Over time it became clear that the leitmotif was the dichotomy in the work and its yearning for synergy: male-female, ability-disability, falling-rising, moon-sun, human-brute. old-new, valley-mountain and so on. It occurred to me too that both species had sexual organs that in some way, for better or worse, had been transformed - once more unintentional but poignant in its relation to the quest for communion. The horse, a gelding, has been castrated; the woman, naked and vulnerable, offers abundance, each supporting the other after the fashion of its gender and differing physical or psychological states.

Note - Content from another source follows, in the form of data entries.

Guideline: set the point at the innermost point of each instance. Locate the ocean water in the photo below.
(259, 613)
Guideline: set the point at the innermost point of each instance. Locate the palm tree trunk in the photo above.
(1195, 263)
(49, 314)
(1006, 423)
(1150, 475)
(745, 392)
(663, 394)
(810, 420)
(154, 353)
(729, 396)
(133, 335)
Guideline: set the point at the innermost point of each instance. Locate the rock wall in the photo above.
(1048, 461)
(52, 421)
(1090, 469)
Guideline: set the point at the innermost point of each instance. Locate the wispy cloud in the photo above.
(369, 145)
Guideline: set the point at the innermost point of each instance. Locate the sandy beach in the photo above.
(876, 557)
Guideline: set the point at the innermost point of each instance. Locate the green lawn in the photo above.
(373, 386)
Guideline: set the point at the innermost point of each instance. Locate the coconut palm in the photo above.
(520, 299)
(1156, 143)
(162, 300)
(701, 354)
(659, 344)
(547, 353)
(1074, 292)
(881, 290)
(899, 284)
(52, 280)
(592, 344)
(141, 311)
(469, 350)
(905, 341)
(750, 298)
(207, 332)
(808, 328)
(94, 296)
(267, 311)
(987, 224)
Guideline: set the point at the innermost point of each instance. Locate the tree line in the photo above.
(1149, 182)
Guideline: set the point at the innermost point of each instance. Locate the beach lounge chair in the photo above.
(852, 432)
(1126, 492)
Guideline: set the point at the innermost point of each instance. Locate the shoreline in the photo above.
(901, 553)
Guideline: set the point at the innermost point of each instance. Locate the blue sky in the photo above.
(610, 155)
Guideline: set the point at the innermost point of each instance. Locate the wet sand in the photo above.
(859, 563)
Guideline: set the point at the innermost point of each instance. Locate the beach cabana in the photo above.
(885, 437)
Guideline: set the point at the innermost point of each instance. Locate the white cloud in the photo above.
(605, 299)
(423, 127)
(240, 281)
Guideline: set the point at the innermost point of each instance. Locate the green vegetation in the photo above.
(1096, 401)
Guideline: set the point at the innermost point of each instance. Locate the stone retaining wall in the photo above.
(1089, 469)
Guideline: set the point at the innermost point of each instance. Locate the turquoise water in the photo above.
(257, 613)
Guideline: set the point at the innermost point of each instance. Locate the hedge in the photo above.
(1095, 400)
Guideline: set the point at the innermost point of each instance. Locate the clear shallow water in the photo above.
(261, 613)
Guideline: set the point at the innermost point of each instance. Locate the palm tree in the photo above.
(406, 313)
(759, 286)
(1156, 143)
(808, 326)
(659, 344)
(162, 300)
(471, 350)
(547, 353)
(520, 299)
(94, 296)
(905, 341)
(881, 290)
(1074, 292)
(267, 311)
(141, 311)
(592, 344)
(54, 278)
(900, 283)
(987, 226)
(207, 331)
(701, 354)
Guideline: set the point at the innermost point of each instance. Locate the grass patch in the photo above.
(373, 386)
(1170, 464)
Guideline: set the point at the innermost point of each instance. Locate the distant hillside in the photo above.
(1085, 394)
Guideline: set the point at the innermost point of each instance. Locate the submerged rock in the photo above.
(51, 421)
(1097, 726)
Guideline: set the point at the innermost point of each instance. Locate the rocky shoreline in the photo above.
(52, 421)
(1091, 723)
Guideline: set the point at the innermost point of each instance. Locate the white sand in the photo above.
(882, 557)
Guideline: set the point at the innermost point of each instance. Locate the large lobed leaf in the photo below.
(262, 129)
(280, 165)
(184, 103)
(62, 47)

But even without sexual power, there is no lack of potency for the beast, no restrictions on its will to support and rescue. Even though blemished and wounded, the woman is in a posture of trust and openness and perhaps beneficence towards the brute. He moves onwards as if from battle, fleeing the abyss of the Anthropocene. For sure, he is a war horse and the woman a shield maiden, prehistoric and atavistic; but the war is the interior battle of opposing forces and the shifting of the human psyche as it goes in and out of relation with a landscape that for me has always been particularly English. I had always identified with this original spirit of the natural world, for how of course could it be otherwise, and though the heart can be sensitive to all living things it cannot help but come from its own soil that gives it the fire and the sustenance. So the work, from the material to the thought, from the shape to the symbol, is rooted in the English earth and the English animal. It is an embodiment of a primal dance, wild and visceral, an original myth from an English vessel.



So within the piece there are multiple ideas looking for redemption in song and chorus, and it comes from the hips, through the gut and the body and out through the head as a hymn for all creatures. The horse gravitates towards a story of animal grace, of power and suffering, as does the woman, although she seems too much an encumbrance, suggesting a commentary on relationships, between the man and the woman, between the human and the beast. Out of all my pieces it has taken the longest to fulfil and it was only that final moment of tension and violence that made the work, when I swung the hammer down on the head of the horse that I could not for the life of me make see the future or past. In so doing its vision became clear, and the pattern flowed at last through the work and was content.

Perhaps it was in that moment that I found my own unlooked-for equilibrium, both as a man and human being: how the work related to my own journey and preoccupations and how it could be so for others. The shared fate and internal struggle of beauty and brute reveals our own share in this world of compassion and conflict. It is a strange thing, for the strike came down just at that time a horse and rider appeared before me in the road. I had a gut feeling: the spirit, fully observed and polarized, had entered at last the simulacrum; the Body of Earth (for such is the figure’s ultimate image, tender and broken yet undefeated) had marshalled its essence of mercy and hope.